If you want a living example of large-scale data innovation in government, consider the release on data.gov.au last Friday of the national address database, known as G-NAF (Geocoded National Address File).
The data and associated administrative boundaries was released to the public and developers by PSMA Australia, a company owned by state, territory and Australian governments established to co-ordinate the collection of fundamental national geospatial datasets.
The database is a highly curated collection of 30 databases from state and federal agencies, including 13.5 million principle addresses.“Clarke has maintained and nurtured a core group to curate and bring together the address data.”
The development of the G-NAF has been been led by the Prime Minister’s now chief of staff, Drew Clarke. The former secretary for Communications and Resources is an ex-surveyor. Over a decade Clarke has maintained and nurtured a core group to curate and bring together the address data.
The Geocoded address data can be used for many purposes, including personal navigation applications, infrastructure planning, business planning and analysis, logistics and service planning, and government service delivery and policy development.
An example of its use? It provides an understanding of the approximate number of dwellings in an area, which can inform decisions for planning and developing community facilities and services.
The new Assistant Minister for Cities and Digital Transformation, Angus Taylor, said Australia becomes one of only a few countries in the world to make national geocoded address data openly available:
“Denmark made its geocoded address data open in 2002 and access to this data has been estimated to have added 62 million euros to the Danish economy in the five years from 2005-2009.
“Data volumes are growing exponentially and so too is the potential value of public data. Australia’s capacity to remain competitive in the global digital economy depends on how well we can harness the value of this public data.”

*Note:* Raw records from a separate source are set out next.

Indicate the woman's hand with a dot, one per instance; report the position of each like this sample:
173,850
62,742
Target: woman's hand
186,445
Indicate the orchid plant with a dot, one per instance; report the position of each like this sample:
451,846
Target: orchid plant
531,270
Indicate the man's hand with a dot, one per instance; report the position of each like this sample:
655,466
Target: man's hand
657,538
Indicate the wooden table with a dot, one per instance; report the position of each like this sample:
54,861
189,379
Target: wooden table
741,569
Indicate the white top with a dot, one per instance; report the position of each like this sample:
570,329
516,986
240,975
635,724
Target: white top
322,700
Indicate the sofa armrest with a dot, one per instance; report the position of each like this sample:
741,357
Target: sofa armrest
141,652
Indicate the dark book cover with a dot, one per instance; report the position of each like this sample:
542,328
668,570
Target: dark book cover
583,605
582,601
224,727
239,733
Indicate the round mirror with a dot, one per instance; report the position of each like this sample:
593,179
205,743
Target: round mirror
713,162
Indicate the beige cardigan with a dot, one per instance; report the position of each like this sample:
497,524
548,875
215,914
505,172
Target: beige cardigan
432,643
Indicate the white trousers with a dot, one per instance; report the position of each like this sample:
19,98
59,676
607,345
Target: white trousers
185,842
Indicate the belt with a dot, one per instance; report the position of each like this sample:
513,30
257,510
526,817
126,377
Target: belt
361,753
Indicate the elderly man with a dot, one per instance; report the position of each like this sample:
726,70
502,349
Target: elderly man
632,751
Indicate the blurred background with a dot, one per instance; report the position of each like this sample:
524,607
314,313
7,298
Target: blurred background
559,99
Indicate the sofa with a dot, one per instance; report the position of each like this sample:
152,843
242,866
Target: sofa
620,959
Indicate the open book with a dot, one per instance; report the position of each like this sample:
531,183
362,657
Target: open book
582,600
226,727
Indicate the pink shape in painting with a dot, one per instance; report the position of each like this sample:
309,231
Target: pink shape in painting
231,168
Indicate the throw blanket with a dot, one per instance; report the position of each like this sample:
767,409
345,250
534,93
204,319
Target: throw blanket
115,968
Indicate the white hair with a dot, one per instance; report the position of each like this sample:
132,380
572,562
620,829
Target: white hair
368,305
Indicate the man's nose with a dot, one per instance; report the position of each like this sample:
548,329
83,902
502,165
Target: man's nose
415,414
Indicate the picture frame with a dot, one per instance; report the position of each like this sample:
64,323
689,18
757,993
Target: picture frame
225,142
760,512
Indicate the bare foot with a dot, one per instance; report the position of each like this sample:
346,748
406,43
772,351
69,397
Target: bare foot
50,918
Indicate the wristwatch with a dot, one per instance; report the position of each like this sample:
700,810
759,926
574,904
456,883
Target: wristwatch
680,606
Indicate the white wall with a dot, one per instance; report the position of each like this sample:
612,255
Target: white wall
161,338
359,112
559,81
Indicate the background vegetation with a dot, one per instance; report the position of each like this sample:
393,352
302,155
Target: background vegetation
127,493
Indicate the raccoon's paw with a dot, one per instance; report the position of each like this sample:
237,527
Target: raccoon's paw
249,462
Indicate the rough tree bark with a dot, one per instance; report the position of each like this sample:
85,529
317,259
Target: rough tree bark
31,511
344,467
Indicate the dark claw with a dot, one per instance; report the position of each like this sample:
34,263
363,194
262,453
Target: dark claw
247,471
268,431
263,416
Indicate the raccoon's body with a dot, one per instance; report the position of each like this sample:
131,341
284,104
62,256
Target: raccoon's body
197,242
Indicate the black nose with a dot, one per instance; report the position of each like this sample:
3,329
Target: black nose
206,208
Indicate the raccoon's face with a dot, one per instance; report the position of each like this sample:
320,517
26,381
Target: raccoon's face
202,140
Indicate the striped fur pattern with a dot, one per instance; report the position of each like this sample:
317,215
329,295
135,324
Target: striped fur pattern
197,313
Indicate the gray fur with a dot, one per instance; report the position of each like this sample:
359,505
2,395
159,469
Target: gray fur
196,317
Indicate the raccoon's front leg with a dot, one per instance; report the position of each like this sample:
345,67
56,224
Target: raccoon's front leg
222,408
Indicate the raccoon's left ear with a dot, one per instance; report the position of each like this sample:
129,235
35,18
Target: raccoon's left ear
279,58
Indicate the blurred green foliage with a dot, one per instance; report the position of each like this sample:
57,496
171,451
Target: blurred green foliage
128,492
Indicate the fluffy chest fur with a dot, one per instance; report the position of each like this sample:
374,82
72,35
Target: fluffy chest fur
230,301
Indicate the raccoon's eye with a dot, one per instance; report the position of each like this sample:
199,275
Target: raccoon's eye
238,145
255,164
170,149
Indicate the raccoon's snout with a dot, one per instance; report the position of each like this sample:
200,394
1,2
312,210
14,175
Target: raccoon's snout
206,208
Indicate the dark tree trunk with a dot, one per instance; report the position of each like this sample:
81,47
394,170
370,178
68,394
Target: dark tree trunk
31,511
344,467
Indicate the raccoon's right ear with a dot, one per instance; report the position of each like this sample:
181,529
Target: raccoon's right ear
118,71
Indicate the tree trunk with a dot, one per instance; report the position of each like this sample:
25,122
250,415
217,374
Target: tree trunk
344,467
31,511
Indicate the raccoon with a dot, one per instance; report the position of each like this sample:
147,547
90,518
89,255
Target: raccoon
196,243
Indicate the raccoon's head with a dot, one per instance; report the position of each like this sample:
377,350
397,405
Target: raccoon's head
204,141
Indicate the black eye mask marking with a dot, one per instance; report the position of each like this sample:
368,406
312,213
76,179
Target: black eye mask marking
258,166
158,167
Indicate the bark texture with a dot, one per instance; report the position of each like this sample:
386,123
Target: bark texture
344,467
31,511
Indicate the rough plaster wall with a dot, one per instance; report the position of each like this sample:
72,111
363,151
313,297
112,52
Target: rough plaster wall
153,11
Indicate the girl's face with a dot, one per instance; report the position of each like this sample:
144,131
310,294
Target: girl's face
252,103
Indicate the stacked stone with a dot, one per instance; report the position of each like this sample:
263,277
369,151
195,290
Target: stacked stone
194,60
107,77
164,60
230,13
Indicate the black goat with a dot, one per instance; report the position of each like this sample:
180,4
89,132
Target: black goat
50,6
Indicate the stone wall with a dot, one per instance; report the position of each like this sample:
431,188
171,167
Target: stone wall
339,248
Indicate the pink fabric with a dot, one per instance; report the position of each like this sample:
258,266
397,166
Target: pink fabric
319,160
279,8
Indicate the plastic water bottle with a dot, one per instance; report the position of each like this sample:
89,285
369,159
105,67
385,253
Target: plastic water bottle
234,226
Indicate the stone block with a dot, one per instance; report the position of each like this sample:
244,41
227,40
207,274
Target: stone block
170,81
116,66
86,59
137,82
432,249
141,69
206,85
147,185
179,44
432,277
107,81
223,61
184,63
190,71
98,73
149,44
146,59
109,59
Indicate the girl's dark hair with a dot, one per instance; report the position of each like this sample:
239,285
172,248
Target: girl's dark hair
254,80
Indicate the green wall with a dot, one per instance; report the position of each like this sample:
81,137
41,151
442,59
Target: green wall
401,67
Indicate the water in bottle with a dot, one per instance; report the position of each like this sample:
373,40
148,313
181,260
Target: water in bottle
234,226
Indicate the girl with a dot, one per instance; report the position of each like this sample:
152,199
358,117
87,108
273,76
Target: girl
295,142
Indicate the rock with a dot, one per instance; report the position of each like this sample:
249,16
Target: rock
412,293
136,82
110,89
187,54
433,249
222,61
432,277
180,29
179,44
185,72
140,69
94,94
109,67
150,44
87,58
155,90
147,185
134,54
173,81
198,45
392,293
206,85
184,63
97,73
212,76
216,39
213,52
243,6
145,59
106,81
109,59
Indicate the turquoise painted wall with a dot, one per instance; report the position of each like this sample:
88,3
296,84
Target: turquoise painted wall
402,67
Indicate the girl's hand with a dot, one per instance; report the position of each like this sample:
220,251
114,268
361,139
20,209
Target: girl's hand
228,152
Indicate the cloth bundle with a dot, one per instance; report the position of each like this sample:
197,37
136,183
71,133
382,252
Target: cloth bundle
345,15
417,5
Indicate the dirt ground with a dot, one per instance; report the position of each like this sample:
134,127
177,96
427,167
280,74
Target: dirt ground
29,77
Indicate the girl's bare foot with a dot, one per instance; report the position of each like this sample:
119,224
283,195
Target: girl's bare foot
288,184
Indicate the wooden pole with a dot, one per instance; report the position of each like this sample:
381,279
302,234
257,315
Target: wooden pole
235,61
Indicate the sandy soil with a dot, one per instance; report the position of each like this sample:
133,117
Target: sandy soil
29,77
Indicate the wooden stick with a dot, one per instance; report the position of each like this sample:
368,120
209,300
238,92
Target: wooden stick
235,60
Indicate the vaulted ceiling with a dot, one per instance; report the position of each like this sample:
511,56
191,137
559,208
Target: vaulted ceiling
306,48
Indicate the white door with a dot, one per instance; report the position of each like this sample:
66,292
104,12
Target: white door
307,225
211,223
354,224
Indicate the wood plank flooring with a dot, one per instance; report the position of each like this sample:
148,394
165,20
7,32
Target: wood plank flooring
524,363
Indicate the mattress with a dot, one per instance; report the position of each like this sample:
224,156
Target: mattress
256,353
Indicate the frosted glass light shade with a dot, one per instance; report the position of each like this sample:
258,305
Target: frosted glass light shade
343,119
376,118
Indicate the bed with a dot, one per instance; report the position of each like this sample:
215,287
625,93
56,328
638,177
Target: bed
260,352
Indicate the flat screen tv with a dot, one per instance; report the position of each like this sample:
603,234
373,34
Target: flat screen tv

“The Australian government recognises the importance of effectively managing, sharing and publishing public data as a national resource for the benefit of the Australian people.”
Taylor says no personal data is included in the release.
A milestone for open data
The database is also a good example of federal collaboration, between PSMA and the various state land agencies and several federal agencies including the Australian Bureau of Statistics. And it’s milestone in the open data movement, representing the publication of an industrial-level data set that has major potential cross-economy benefits.
A 2014 report by Lateral Economics suggested “more vigorous open data policies could add around $16 billion per annum to the Australian economy”.
Many of these benefits come from application providers building solutions using the data. In NSW the release of transport data by Transport for NSW has spurred several travel applications, as well as the data now being used by the major online mapping platforms such as Google and Apple’s mapping product.
The Prime Minister released an open data policy after last December’s innovation statement, which mandates the release of non-sensitive data by default and encourages the release of APIs to allow computers to easily access the data.
Australia has a strong heritage in mapping, which stems from the need for accurate geological data to support mining and agriculture. Much of the early work around Google Maps was undertaken at Google’s Sydney headquarters.
In a sign of the interest in data analytics in the federal government, a leading proponent of how government should think about data, Boston Consulting Groups’s Philip Evans, is due to shortly speak to the APS 200 leadership group. The APS200 had fallen away, but is being resurrected by the new secretary of Prime Minister and Cabinet, Martin Parkinson.
NSW late last year passed path-breaking legislation to enable better data sharing among agencies to support its new Digital Analytics Centre.